Jumbo loans, those above the limit, and most subprime loans rely on the private-securities market for liquidity.

“[Subprime] volumes are way off from where they were even a year ago,” said Steve Nadon, president and chief operating office of Option One Mortgage Corp., during a MBA panel discussion. But Nadon thinks that the subprime market will indeed return. “Will we serve as many borrowers as before? Maybe not,” he said.

Hard-working people with limited income or blemished credit histories deserve and need access to credit, but the terms should be fair, said David Beck, policy director for Self-Help, a community-development lender that makes fixed-rate loans to credit-blemished borrowers. Self-Help’s affiliate, the Center for Responsible Lending, is a vocal policy organization with a mission to protect homeownership and eliminate abusive financial practices.

“It used to be the problem was access to credit. Now it’s the terms of credit,” Beck said.
“There’s a line between providing fair access to credit and taking advantage of people.”

To start, Beck said prepayment penalties should be prohibited on subprime loans. He also thinks that there should be more of an effort by conventional lenders to figure out which of these subprime borrowers eventually could be moved into prime products.

Subprime lending shouldn’t dry up completely, it’s the “abusive products” that should dry up, Beck said. Before putting a borrower into a loan with an interest rate maybe one percentage point above the prevailing conforming rate, Self-Help spends a fair amount of time with clients to make sure they can make the monthly payments, he said.

While FHA reform might help some of these borrowers, it’s hard to say how much, he said.

Regaining investor confidence

For subprime products to come back to the market with any significance, it’s necessary to first build up the confidence of those who invest in them, Fleming said.

Some investors have been beginning to return in the past couple of weeks, Fleming said. He expects that the prime jumbo loan market could be the first to make a return to some kind of normalcy, but there is a long way to go before the nonconforming market could be considered stable.

How will the confidence be fully regained? For one: “We have to do a better job of making sure a high percentage of the loans aren’t headed for default to begin with,” Cronin said. As such, subprime mortgage products need to be redefined, he said.

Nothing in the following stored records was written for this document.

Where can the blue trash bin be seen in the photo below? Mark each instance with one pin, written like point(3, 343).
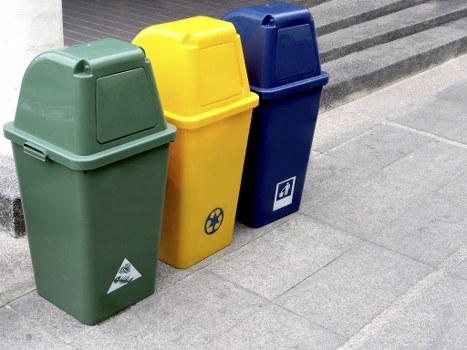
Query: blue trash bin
point(282, 60)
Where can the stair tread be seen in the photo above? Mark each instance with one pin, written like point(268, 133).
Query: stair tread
point(337, 14)
point(382, 64)
point(390, 27)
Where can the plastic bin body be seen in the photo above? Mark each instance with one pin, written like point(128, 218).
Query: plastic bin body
point(200, 72)
point(282, 61)
point(92, 183)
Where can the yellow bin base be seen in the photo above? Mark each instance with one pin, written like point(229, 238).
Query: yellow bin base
point(205, 170)
point(201, 77)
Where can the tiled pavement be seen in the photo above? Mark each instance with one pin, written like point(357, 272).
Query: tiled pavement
point(375, 259)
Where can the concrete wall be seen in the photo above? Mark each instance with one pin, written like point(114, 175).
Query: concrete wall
point(28, 27)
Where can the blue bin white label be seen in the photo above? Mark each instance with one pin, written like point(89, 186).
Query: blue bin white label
point(284, 193)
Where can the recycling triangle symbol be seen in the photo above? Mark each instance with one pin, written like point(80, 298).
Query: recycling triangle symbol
point(125, 274)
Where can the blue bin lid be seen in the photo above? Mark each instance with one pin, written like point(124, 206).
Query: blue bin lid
point(279, 44)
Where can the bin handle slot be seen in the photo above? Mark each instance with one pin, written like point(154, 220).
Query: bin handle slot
point(35, 151)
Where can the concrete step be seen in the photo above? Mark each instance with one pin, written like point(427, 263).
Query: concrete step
point(390, 27)
point(357, 74)
point(338, 14)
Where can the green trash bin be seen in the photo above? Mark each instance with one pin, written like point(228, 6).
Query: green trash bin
point(91, 150)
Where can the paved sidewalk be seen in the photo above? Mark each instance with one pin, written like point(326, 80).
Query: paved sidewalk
point(375, 259)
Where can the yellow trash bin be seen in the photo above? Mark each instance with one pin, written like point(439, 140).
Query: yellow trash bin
point(201, 77)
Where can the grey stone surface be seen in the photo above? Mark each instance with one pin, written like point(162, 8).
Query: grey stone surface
point(461, 270)
point(16, 268)
point(48, 317)
point(455, 93)
point(356, 74)
point(11, 211)
point(391, 27)
point(436, 320)
point(457, 188)
point(431, 166)
point(429, 232)
point(352, 290)
point(378, 147)
point(274, 263)
point(189, 315)
point(168, 275)
point(326, 176)
point(365, 208)
point(273, 327)
point(441, 117)
point(18, 332)
point(338, 14)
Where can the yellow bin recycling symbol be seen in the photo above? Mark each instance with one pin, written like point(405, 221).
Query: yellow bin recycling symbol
point(214, 221)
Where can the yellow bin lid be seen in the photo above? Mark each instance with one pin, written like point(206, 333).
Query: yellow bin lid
point(199, 69)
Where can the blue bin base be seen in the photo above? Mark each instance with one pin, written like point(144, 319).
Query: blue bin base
point(279, 145)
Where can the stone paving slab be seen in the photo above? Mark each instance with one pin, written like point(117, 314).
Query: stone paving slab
point(16, 268)
point(190, 314)
point(378, 147)
point(168, 275)
point(455, 93)
point(326, 176)
point(351, 291)
point(370, 205)
point(274, 263)
point(461, 270)
point(18, 332)
point(441, 117)
point(273, 327)
point(431, 166)
point(331, 287)
point(434, 321)
point(429, 232)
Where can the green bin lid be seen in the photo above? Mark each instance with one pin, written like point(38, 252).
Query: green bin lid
point(87, 100)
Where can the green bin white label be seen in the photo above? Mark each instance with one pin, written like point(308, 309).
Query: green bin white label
point(125, 274)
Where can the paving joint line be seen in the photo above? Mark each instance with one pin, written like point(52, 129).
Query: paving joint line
point(381, 321)
point(424, 133)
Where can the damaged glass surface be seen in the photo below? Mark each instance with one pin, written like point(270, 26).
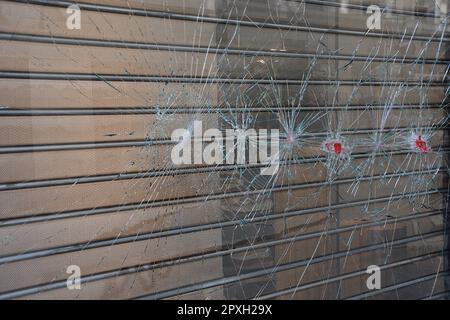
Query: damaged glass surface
point(224, 149)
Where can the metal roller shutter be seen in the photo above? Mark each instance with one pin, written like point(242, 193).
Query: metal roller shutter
point(87, 174)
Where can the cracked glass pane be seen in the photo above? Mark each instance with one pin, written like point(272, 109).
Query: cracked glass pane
point(224, 149)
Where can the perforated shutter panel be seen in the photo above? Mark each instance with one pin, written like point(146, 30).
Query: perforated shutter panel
point(85, 155)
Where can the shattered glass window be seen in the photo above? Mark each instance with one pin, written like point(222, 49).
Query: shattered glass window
point(224, 149)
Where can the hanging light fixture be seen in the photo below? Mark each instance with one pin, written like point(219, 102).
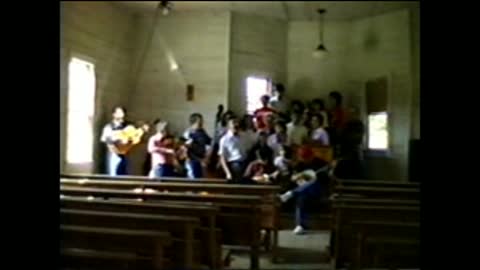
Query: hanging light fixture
point(320, 51)
point(165, 6)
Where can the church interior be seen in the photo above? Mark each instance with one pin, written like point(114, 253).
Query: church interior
point(239, 135)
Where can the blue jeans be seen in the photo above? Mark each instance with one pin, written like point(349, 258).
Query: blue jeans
point(302, 194)
point(163, 170)
point(194, 169)
point(117, 164)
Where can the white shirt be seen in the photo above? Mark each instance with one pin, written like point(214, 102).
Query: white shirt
point(296, 134)
point(233, 147)
point(320, 135)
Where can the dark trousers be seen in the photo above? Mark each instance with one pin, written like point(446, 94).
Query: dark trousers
point(117, 164)
point(237, 169)
point(303, 194)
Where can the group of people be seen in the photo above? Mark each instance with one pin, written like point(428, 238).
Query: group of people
point(263, 148)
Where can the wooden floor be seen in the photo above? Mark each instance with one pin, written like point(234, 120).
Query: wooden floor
point(308, 251)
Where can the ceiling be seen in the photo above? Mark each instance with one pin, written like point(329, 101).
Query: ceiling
point(290, 10)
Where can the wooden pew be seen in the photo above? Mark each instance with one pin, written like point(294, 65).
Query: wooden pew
point(205, 213)
point(270, 206)
point(109, 248)
point(180, 228)
point(238, 218)
point(374, 183)
point(346, 214)
point(144, 178)
point(381, 236)
point(378, 192)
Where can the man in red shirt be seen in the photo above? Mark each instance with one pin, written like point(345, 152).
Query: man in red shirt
point(261, 115)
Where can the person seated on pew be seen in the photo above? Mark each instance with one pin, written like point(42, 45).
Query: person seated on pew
point(261, 151)
point(161, 147)
point(279, 138)
point(296, 106)
point(283, 167)
point(310, 181)
point(297, 133)
point(256, 173)
point(318, 107)
point(198, 144)
point(319, 135)
point(232, 152)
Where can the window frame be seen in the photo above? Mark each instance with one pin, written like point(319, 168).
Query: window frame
point(68, 110)
point(371, 152)
point(379, 153)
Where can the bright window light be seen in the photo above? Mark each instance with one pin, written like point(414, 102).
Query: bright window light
point(378, 131)
point(256, 88)
point(81, 106)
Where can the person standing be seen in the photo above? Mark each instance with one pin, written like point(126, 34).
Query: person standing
point(279, 102)
point(262, 115)
point(232, 152)
point(162, 151)
point(318, 134)
point(297, 133)
point(117, 162)
point(198, 143)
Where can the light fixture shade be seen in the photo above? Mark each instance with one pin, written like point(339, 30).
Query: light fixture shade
point(320, 51)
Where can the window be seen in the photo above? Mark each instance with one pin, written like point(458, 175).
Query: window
point(81, 105)
point(378, 131)
point(256, 88)
point(377, 99)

As people got caught up in the euphoria of home-price appreciation, “we got away from balanced credit decisions,” said Michael McQuiggan, CEO of Tri-Emerald Financial Group, a mortgage lender and processor, during the MBA panel discussion.

“People that probably shouldn’t have had those homes in the first place had gotten away with it for years because of home-price appreciation,” Cronin said. Suddenly, when they couldn’t refinance those loans, problems started surfacing and foreclosures became imminent.

Now, there has been a shift back to basics across the entire mortgage lending spectrum, using more reasonable assessments of what buyers can afford, Fleming said. People now need better credit scores and a larger down payment to get a mortgage, in addition to documenting their incomes and proving where they work, he pointed out.

For those in the mortgage industry, there should be a return in focus to the writing of quality loans — not just doing a large quantity of them, Nadon said. And perhaps part of the lender’s mission should also be helping subprime borrowers graduate into prime loans, he added.

Beyond that, there have been calls for more transparency in the market, and suggestions that the risks of investing in mortgages should be completely understood at the outset. “We need to sort out in the industry how we assess risk and provide signals as to how risky these things are,” Fleming said.

Plus, investors and lenders also need to be more responsible in how they approach leverage, Cronin said.

It was leverage, after all, that exacerbated investor losses, Doug Duncan, chief economist of the Mortgage Bankers Association, said during a briefing with reporters earlier this week.

“Subprime was clearly the trigger, but it was the old standard that leverage works well when asset values are going up to increase return on equity; but when asset values are going down, it works adversely to exhaust equity,” he said.

Amy Hoak is a MarketWatch reporter based in Chicago.